Now, Hamilton’s past and present are set to collide in exciting ways. Legendary jazz pianist Benny Green, one of Hamilton’s former music students at Berkeley’s Martin Luther King Jr. Middle School, will be playing with the UC Santa Cruz students’ Big Band Ensemble, at Hamilton’s invitation. The upcoming public performance, on Dec. 7 from 7:30–9:30p.m. at the Music Center Recital Hall, will feature the music of Thelonius Monk as well as a composition by Green. Hamilton remembers Green as remarkably talented, like so many of the students he has taught.


“The thing about him that was different was that he went off to make a name for himself in New York,” Hamilton said. “He couldn’t wait to get out of school so he could get to the East Coast. He got on with Art Blakey, Freddie Hubbard, and Betty Carter when he was very young.”
Hamilton’s current students, including Justin Ray, a third-year student and the band manager, feel lucky to have an opportunity to work with someone as experienced as Green. Ray’s been playing trumpet since the fourth grade, and he calls it his mission in life to introduce his generation to jazz. Monk’s music is difficult, like “venturing forth into the unknown,” he says, so he’s excited to play it on the stage with Green.
“I think Benny Green is probably the coolest guest artist I’ve gotten to work with,” Ray said. “I mean, the Jazz Messengers with Art Blakey are my favorite group, so to play with an actual living Jazz Messenger is insane to me. I’m pretty hyped about it, to say the least.”
Baritone saxophonist Lucas Elliot, a fifth-year majoring in applied physics, agrees. Elliot has been earning money with his music since seventh grade, when he and four other students in the school band needed $3,000 to pay for a trip to Washington, D.C., and they raised it playing on the street.
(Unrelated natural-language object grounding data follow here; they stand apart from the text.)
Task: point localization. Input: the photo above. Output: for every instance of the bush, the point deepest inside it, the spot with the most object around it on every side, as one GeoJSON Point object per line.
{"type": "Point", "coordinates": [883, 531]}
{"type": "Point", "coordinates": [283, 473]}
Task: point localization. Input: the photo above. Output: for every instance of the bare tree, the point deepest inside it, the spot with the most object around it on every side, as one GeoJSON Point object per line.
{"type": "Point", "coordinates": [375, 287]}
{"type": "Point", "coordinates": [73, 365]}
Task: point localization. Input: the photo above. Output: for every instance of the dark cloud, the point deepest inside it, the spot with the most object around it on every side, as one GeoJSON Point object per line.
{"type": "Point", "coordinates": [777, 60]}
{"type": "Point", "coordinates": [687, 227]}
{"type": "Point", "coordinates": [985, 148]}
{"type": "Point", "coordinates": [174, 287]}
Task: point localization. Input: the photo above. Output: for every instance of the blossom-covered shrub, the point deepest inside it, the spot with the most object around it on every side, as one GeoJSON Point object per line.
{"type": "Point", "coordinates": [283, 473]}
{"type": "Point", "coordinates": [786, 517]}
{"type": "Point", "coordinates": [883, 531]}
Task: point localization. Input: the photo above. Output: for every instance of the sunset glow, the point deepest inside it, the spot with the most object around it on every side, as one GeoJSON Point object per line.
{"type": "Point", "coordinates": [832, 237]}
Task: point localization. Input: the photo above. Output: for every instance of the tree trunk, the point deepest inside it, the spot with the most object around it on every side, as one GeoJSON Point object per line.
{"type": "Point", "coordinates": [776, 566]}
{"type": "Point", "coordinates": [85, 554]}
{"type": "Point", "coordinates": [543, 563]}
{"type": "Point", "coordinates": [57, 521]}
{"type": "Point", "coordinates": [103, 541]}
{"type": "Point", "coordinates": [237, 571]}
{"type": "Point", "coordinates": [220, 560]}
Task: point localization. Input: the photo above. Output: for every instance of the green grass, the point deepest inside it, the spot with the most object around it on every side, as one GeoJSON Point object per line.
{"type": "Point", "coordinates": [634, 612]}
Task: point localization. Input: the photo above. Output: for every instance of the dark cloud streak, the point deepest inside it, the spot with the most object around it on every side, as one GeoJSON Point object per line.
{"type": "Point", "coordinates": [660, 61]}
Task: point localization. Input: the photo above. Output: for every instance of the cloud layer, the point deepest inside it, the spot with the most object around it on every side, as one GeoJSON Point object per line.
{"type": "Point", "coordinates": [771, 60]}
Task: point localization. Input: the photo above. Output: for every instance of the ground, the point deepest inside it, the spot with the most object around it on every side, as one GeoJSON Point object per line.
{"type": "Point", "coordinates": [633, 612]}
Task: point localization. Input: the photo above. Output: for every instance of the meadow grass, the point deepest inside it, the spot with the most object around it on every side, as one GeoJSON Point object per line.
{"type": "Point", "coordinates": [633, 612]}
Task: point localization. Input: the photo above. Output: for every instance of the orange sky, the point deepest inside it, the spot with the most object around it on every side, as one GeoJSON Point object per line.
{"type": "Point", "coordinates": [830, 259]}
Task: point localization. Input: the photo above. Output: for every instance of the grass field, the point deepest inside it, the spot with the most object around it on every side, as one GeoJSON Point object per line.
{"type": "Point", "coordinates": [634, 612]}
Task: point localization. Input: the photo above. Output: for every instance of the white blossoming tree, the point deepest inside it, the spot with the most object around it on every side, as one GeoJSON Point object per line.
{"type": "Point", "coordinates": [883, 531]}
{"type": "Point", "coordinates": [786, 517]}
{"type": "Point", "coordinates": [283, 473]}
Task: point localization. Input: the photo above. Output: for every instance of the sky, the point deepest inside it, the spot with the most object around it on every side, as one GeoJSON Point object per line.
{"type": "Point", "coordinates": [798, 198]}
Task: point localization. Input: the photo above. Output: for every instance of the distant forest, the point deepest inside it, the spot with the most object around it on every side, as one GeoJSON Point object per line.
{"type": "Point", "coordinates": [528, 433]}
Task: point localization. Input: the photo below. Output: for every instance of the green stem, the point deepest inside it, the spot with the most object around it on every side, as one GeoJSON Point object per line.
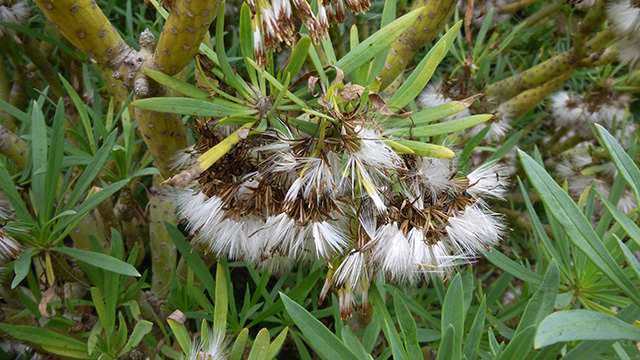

Elliot first heard of Green’s music through his jazz teacher at Berkeley High School, Sarah Cline.
“She was in band with Benny Green under the direction of Charles Hamilton, who is now my current jazz teacher, so that’s pretty incredible,” he said. “It’s just a real exposition of what we’ve got going on in the Bay Area and Northern California. It’s not New York, but it’s cool getting all these folks in the same spot.”
Hamilton looks forward to the 20 or so students in the band meeting Green and playing with him.
“That’s the whole idea—bringing well-known musicians to the campus, so the students will become familiar with who they are,” he said. “The exposure, that’s what’s important.”
General admission tickets are $12 through Eventbrite, and full performance details are on the campus events calendar. UC Santa Cruz undergraduate students can attend the UC Santa Cruz Jazz Big Band performance with guest artist Benny Green for free (ticket required).